Ce que je vous dis là et que raconte avec brio Stephen Greenblatt n’est pas de la science fiction, il s’agit d’un fait historique qui a fait rentrer l’Humanité dans sa « Renaissance ».
En 1417, donc, Poggio Bracciolini dit « Le Pogge », découvre un exemplaire miraculeusement conservé de « De rerum Natura » de Lucrèce. Écrit au Ier siècle avant JC, ce poème dont la traduction du titre latin est : De la Nature des choses, fut dès sa mise en circulation dans le « collimateur » des religieux de tout poil, si j’ose m’exprimer ainsi !
Les thèses développées par Lucrèce n’étaient pas nouvelles, elles n’étaient qu’une reprise dûment argumentée de celles d’Epicure inspiré lui-même par des philosophes grecs du Vème siècle avant JC.
A cette époque, Leucippe et son élève Démocrite émettent l’idée que tout ce qui est, sera, a été est la résultante d’un assemblage d’éléments de taille infinitésimale et en nombre infini. Ils attribuent à ces éléments un nom très actuel : atome. Atome du grec ancien [atomos] signifie : « qui ne peut être divisé » (certes nous savons maintenant que ce n’était pas tout à fait exact). Démocrite précise la pensée de son maître en estimant que ces atomes en se combinant de multiples façons créent une variété infinie de formes : tout ce qui est sur terre mais aussi dans l’Univers. Ce point de vue extrêmement novateur qui mettra des siècles à faire son chemin et à s’imposer, va susciter des remous infinis, les plus violents étant le fait du monde Chrétien.

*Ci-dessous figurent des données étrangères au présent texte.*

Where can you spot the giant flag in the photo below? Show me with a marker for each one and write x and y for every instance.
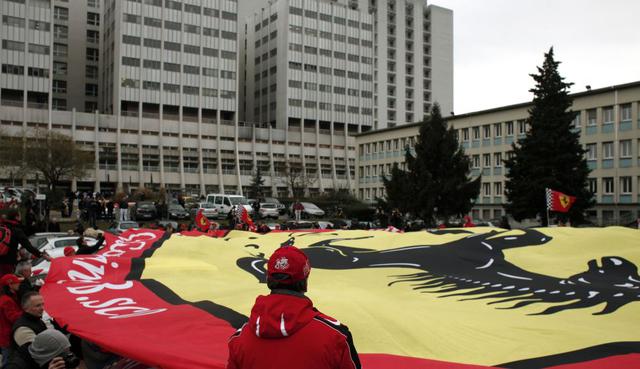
(453, 298)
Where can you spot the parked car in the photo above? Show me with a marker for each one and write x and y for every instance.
(176, 211)
(123, 226)
(55, 248)
(38, 240)
(269, 210)
(224, 202)
(310, 210)
(144, 210)
(272, 200)
(208, 210)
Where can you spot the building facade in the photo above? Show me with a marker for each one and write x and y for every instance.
(608, 120)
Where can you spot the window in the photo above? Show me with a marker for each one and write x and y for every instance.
(151, 85)
(60, 68)
(497, 188)
(93, 36)
(522, 127)
(8, 20)
(91, 72)
(625, 185)
(607, 150)
(91, 89)
(60, 13)
(149, 42)
(191, 69)
(171, 4)
(476, 133)
(59, 86)
(497, 130)
(486, 189)
(191, 49)
(39, 25)
(509, 128)
(39, 49)
(131, 40)
(625, 148)
(133, 62)
(497, 159)
(229, 16)
(593, 185)
(486, 160)
(60, 31)
(592, 151)
(12, 69)
(94, 19)
(172, 25)
(607, 185)
(92, 54)
(152, 22)
(607, 115)
(465, 134)
(486, 131)
(625, 112)
(592, 115)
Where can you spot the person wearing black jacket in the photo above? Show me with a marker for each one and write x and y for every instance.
(84, 249)
(9, 260)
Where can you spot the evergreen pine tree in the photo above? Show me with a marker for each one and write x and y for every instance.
(257, 182)
(550, 155)
(436, 184)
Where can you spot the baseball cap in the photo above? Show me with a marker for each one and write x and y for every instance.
(8, 279)
(291, 261)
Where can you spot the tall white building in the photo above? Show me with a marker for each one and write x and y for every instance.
(412, 55)
(308, 69)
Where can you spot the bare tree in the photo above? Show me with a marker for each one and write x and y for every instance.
(53, 155)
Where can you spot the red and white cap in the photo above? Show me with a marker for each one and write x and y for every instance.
(291, 261)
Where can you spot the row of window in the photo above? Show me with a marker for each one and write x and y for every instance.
(174, 46)
(177, 26)
(624, 150)
(312, 86)
(328, 18)
(327, 106)
(328, 71)
(325, 52)
(19, 46)
(339, 37)
(19, 70)
(173, 67)
(189, 8)
(171, 87)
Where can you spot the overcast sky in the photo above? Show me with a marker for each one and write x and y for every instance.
(498, 43)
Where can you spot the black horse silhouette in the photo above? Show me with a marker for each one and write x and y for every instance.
(474, 267)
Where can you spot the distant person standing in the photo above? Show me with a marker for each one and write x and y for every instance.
(124, 209)
(297, 210)
(286, 327)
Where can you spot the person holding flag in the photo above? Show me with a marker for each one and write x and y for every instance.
(558, 201)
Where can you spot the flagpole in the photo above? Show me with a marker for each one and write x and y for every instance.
(546, 193)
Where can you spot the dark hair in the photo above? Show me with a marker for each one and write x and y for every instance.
(12, 214)
(27, 297)
(281, 281)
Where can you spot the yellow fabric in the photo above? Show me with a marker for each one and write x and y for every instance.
(399, 320)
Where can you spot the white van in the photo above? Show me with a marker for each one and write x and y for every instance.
(223, 203)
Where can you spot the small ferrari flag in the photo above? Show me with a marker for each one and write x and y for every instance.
(203, 223)
(557, 201)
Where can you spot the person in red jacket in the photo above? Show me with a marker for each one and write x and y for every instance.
(10, 311)
(284, 325)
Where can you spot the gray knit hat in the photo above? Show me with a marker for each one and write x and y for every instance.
(47, 345)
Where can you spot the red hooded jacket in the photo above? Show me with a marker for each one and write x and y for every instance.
(10, 311)
(286, 331)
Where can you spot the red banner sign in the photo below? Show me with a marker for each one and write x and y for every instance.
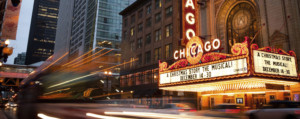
(189, 20)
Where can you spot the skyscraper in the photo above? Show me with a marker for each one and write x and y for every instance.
(20, 59)
(96, 24)
(42, 30)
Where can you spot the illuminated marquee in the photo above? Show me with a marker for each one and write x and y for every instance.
(195, 48)
(226, 68)
(189, 20)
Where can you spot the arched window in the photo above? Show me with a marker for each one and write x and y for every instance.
(241, 22)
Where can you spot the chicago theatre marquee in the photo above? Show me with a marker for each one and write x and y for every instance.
(250, 75)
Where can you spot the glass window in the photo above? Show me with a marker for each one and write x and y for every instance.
(157, 54)
(132, 19)
(140, 13)
(157, 17)
(169, 30)
(125, 35)
(169, 11)
(148, 38)
(140, 27)
(131, 46)
(157, 3)
(140, 59)
(148, 22)
(148, 9)
(148, 57)
(139, 43)
(168, 50)
(158, 35)
(125, 22)
(132, 31)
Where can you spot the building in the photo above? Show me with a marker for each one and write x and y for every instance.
(64, 28)
(88, 39)
(269, 23)
(2, 10)
(42, 31)
(151, 31)
(96, 24)
(10, 78)
(20, 59)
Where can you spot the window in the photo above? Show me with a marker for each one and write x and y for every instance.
(169, 11)
(169, 30)
(148, 57)
(168, 50)
(139, 43)
(157, 17)
(148, 38)
(125, 22)
(140, 59)
(131, 46)
(148, 9)
(148, 22)
(125, 35)
(140, 14)
(157, 54)
(140, 27)
(157, 3)
(132, 31)
(132, 19)
(158, 35)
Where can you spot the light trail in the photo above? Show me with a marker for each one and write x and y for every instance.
(103, 117)
(55, 61)
(43, 116)
(76, 65)
(71, 80)
(79, 57)
(117, 65)
(86, 58)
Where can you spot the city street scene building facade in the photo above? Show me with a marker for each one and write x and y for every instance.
(222, 27)
(42, 31)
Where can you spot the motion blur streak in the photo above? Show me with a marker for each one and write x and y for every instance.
(147, 115)
(74, 63)
(91, 59)
(57, 91)
(56, 61)
(103, 117)
(80, 57)
(43, 116)
(71, 80)
(119, 64)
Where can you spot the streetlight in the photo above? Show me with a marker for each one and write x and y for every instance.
(7, 42)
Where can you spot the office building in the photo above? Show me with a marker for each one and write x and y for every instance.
(20, 59)
(42, 31)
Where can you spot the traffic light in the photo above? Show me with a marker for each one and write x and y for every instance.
(15, 2)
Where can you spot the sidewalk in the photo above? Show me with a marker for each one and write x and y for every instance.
(2, 115)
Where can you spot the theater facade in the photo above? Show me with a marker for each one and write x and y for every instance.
(251, 76)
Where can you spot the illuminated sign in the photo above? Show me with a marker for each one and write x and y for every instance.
(195, 49)
(227, 68)
(275, 64)
(189, 20)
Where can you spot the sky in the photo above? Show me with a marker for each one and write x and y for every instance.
(20, 44)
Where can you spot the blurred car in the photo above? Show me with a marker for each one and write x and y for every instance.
(228, 108)
(276, 110)
(11, 104)
(181, 107)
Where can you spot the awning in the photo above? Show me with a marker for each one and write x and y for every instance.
(237, 84)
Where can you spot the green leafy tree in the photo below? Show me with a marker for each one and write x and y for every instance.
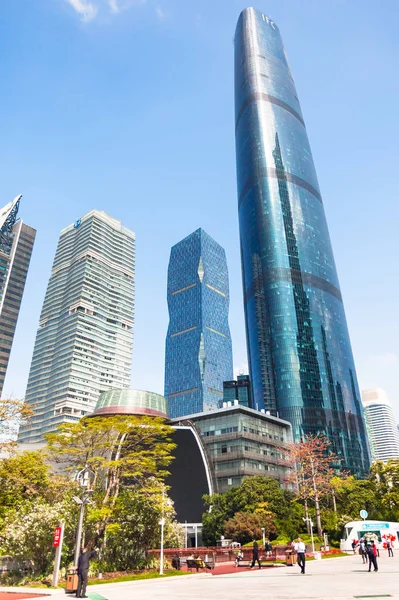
(134, 527)
(315, 465)
(257, 490)
(243, 527)
(218, 512)
(122, 452)
(251, 495)
(385, 478)
(27, 533)
(26, 477)
(13, 412)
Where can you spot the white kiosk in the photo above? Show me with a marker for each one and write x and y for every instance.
(369, 530)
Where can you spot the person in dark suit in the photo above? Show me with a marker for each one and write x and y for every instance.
(372, 554)
(83, 571)
(255, 555)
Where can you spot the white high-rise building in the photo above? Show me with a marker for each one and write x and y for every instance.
(84, 341)
(381, 425)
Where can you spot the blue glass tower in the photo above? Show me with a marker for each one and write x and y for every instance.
(198, 344)
(300, 356)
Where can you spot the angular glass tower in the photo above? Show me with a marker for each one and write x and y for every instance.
(16, 245)
(300, 357)
(84, 342)
(198, 344)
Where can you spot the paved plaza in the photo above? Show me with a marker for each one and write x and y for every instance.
(338, 578)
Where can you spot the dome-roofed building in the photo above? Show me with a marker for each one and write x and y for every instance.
(131, 402)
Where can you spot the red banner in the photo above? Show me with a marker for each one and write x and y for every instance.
(57, 536)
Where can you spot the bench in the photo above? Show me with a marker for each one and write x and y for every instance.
(193, 564)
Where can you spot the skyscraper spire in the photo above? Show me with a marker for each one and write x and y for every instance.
(299, 351)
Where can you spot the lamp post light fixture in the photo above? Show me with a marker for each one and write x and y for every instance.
(309, 520)
(162, 524)
(264, 536)
(84, 478)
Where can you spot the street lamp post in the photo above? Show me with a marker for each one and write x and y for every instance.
(162, 524)
(84, 478)
(309, 520)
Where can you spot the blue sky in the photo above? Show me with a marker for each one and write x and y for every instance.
(127, 106)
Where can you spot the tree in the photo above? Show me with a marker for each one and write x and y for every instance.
(254, 493)
(26, 477)
(27, 533)
(385, 477)
(134, 526)
(122, 452)
(243, 527)
(314, 463)
(12, 413)
(217, 513)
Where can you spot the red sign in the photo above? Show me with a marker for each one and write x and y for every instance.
(57, 536)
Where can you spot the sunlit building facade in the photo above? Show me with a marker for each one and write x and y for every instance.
(381, 425)
(301, 363)
(84, 342)
(16, 245)
(198, 344)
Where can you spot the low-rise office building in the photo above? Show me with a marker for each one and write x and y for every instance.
(242, 442)
(237, 389)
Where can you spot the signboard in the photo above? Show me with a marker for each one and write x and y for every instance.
(375, 526)
(57, 537)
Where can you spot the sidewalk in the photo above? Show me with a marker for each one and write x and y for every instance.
(329, 579)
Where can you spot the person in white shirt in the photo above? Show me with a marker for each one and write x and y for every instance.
(300, 549)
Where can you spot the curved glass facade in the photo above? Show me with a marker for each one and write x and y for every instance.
(134, 402)
(299, 350)
(198, 354)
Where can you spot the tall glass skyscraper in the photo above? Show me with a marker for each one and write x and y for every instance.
(16, 245)
(300, 356)
(84, 342)
(198, 344)
(381, 425)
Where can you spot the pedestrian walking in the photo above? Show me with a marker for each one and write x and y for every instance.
(372, 554)
(83, 572)
(300, 549)
(362, 550)
(255, 555)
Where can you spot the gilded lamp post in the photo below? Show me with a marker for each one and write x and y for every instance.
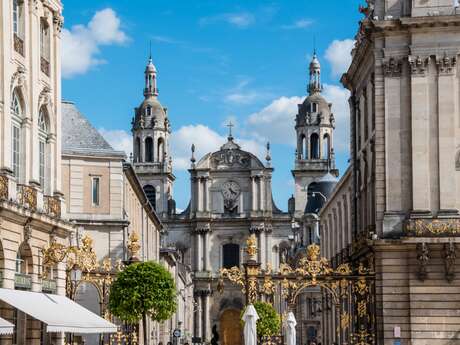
(346, 285)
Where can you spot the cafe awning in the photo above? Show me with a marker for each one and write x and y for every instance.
(59, 313)
(6, 327)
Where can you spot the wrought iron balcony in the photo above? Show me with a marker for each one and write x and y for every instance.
(49, 285)
(27, 196)
(22, 281)
(52, 206)
(18, 44)
(45, 66)
(3, 187)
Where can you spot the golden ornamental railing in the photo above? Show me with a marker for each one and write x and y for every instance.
(18, 44)
(52, 206)
(4, 187)
(345, 285)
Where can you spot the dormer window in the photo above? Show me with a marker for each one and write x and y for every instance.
(314, 107)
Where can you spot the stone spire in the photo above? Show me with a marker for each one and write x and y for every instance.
(150, 79)
(315, 76)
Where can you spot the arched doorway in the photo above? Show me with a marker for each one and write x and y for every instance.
(88, 296)
(231, 330)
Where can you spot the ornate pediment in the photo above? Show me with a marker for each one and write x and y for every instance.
(228, 159)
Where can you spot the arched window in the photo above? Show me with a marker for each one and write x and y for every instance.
(18, 18)
(314, 146)
(43, 146)
(137, 150)
(151, 194)
(326, 146)
(45, 47)
(149, 149)
(17, 115)
(230, 255)
(303, 146)
(161, 150)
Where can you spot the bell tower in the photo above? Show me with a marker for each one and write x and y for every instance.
(315, 124)
(151, 154)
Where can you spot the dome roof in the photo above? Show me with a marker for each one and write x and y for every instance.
(156, 113)
(318, 193)
(150, 67)
(314, 64)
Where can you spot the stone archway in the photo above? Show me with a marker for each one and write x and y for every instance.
(231, 330)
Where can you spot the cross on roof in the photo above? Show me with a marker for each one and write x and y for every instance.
(230, 126)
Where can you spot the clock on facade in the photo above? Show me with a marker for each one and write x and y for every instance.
(231, 190)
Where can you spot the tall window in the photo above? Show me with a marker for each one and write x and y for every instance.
(314, 146)
(42, 145)
(137, 150)
(95, 191)
(18, 13)
(326, 146)
(231, 255)
(151, 194)
(149, 150)
(16, 124)
(161, 150)
(45, 39)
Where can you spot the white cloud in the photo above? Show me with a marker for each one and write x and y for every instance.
(206, 140)
(298, 24)
(240, 20)
(339, 55)
(276, 121)
(119, 139)
(81, 44)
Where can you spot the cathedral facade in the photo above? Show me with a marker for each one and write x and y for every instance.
(231, 198)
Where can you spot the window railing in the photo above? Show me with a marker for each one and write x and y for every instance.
(22, 281)
(18, 44)
(3, 188)
(27, 196)
(52, 206)
(45, 66)
(49, 285)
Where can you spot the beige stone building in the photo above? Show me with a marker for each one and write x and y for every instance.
(182, 320)
(105, 201)
(31, 203)
(397, 208)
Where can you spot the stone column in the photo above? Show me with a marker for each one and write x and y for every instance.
(420, 135)
(262, 193)
(207, 316)
(198, 251)
(253, 193)
(207, 249)
(263, 248)
(448, 107)
(198, 315)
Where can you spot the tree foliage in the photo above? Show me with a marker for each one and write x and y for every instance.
(143, 288)
(269, 323)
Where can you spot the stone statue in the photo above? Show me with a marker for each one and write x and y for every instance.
(215, 336)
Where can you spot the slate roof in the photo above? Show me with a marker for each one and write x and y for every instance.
(80, 137)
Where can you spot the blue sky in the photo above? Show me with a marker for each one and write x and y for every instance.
(244, 61)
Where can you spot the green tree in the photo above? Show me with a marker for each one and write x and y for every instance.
(143, 289)
(269, 322)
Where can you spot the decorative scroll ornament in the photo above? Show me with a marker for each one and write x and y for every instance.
(251, 247)
(134, 245)
(433, 227)
(392, 67)
(449, 260)
(446, 64)
(423, 256)
(419, 65)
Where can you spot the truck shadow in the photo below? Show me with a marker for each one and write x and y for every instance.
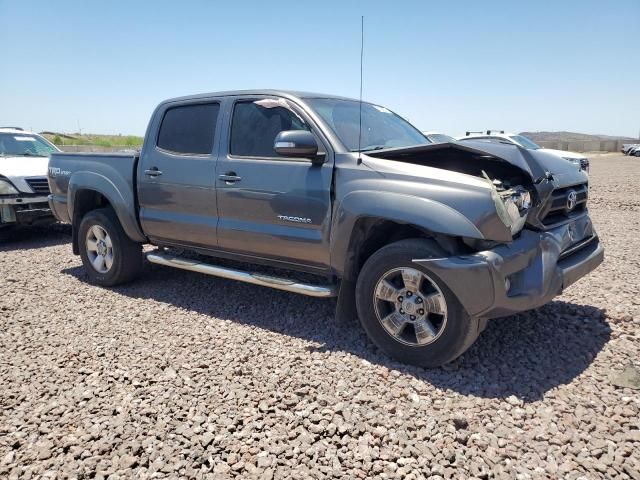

En Grèce antique, à l’époque de Démocrite, ces propos ébranlèrent certains dans leurs certitudes mais ne suscitèrent pas les réactions violentes que connurent ensuite les philosophes qui reprirent ces idées. Pour les intellectuels grecs, seul l’échange des idées était porteur de sens, le dialogue importait plus que de vouloir convertir l’autre à ses idées. La règle dans les cénacles de lettrés était de ménager une place pour les opinions contraires en se dispensant de commérage ou de calomnie !!!
Une attitude sans doute à remettre au goût du jour !
La théorie de Leucippe et Démocrite fit donc son chemin et un émule de talent : Epicure (IVème-IIIème siècle avant JC). Il y apporta quelques précisions comme le fait qu’il n’y a pas de catégorie supérieure aux autres, tout étant issu de la même source, l’atome. Cela l’amena à affirmer que tout fait partie de l’ordre naturel et que selon lui, il n’y avait pas de manifestation divine. Ni Bien, ni Mal, pour Epicure, comprendre cela devant être l’un des plus grands plaisir de l’Homme !
La théorie d’Epicure commençant à se répandre, démontrait en termes clairs qu’il existe une explication naturelle derrière tout ce qui nous échappe ou nous inquiète ; avoir ce simple fait en tête devait permettre à l’Homme de ne plus craindre de châtiment divin. Tout étant simple et évident, la vie devait être faite de plaisir.
C’est ce dernier point qui a été retenu par ses détracteurs laissant libre cours à la cabale qui a commencé à circuler à l’encontre des idées épicuriennes.
Pourtant l’épicurisme n’avait rien à voir avec cette interprétation simpliste que nous connaissons. Pour Epicure, la part d’appétit inassouvi fait partie du plaisir. C’est d’ailleurs ce que nombre d’éducateurs et d’enseignants, de philosophes comme Michel Serres, tentent de faire passer en vantant les bienfaits de la frustration : entretenir le désir est source de plaisir ! L’un des élèves et émules d’Epicure, Philodème, écrivait « il est impossible de mener une vie plaisante qui ne soit pas prudente, belle et juste et encore courageuse, maîtresse de soi, magnanime, ouverte à l’amitié, pleine d’humanité ».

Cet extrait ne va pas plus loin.